In college, we would go to Mike’s Cigars when it used to be on Arthur Godfrey Road in Miami Beach and get boxes of fine cigars for $ 35. I would also order boxes of Arturo Fuente Hemingways for $60 in those days out of Tampa (usually Ed’s Pipe and Tobacco). In the early 1990’s, my buddy Craw turned me on to the La Gloria Cubana, Torpedoes, which we used to get in a bundle from the factory in Little Havana for $ 40.

Prices went through the roof with the mid 1990’s cigar boom until them stabilized in the late 1990’s. A good box of cigars will now run you close to $ 200.00.

I enjoy smoking a nice stogie with a fine spirit, but always prefer smoking one at the counter of a Cuban cafeteria where the aromas of café Cubano and cigar smoke mingle.

Until the last election in Florida, we used to be allowed to smoke cigars in bars, billiard rooms, restaurants, etc. In fact, my days of law school, it was a weekly event to get together with my friends, usually Craw, and go to the billiard room at Bird Bowl in South Miami and smoke a few while we played a few hours of pool. When I started practicing law, I would smoke one after work at the local billiard parlor as well. I used to enjoy smoking a cigar at a nice bar with a martini or a fine ale.
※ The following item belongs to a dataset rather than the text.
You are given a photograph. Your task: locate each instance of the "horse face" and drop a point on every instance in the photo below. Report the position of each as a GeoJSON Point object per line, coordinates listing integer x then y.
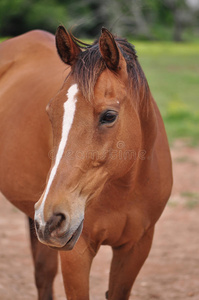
{"type": "Point", "coordinates": [91, 139]}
Well, those days are gone. The pleasure Nazis decided to make it unlawful for businesses to allow smoking indoors. Here in Florida, if you serve food, forget it; no cigars. These same idiots who want to deny free enterprise and choice to people and business feel it is in my best interest that smoking be prohibited in public places such as restaurants and bars. In some other states such as the People’s Republic of California, they want to ban it even outdoors. Even New York has gone crazy. I used to enjoy drinking bass ale and smoking cigars at the pubs on Bleacher Street in the village. Can’t do it. The irony is that in a way, these pleasure police and their tactics are no better than what totalitarian dictators do: they want to inhibit the freedom to choose. They feel that they and the government knows what is best. Of course, these closet communists will argue that in Florida, the voters passed the constitutional amendment to prohibit smoking. Yes, and they voted to give protected status rights to pregnant pigs too. Of course, they bombarded the airways with ads of 14 year old girls with breathing problems saying that they were suffering because of smoke in bars. What the hell is a 14 year old girl doing in a bar? Adults are treated like children. Soon, adults will have to ask permission from some bureaucrat just to take a leak. Crazy I tell you.
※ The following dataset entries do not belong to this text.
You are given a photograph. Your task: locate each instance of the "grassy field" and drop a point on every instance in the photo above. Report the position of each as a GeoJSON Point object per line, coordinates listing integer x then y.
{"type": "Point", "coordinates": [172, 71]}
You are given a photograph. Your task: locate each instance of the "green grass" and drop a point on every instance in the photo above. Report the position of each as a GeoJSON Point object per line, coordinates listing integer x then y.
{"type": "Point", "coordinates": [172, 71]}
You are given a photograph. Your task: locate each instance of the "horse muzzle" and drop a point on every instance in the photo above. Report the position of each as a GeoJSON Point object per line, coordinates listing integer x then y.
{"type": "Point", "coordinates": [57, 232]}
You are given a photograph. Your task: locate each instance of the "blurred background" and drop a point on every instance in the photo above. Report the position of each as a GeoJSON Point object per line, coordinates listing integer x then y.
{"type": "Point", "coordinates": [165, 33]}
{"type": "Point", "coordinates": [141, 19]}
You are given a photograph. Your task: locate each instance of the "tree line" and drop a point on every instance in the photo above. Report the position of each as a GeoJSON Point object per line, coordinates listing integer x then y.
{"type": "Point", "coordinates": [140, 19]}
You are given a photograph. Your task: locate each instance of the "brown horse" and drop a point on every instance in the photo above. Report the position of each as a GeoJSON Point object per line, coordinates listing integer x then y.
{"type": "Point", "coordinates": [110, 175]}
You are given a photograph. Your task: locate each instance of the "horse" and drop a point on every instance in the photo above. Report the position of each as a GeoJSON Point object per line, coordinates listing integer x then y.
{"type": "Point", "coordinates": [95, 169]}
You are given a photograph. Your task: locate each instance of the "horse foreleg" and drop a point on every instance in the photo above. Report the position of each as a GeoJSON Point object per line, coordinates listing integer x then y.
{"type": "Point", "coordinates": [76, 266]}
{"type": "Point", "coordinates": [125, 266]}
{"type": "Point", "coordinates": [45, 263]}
In any event, I digress. I now smoke my cigars outside while it is still permissible and if someone is offended by it, then get out of my airspace. Finally, because this is a photoblog, the image I’ve posted herein is of the one few places you can smoke, a Cigar Bar. Specifically, this bar is in the Cigar City of Tampa, in Ybor City. The image below is of a cigar roller from the Grove.

So have a cafesito and a smoke for me. Ciao.


The Universal Spectator said...

Fuentes y Fuentes Opus X are my favorite. I have never had a bad one: smooth, flavorful, aromatic.

Srcohiba said...

I've always loved Fuente Cigars. I agree; never get a bad one. Try the Hemingways. Not as expensive as the Opus X but just as good. As well as the Don Carlos series.

Who needs Cuban Cigars when you can get better smokes from the Dominican Republic and Hounduras.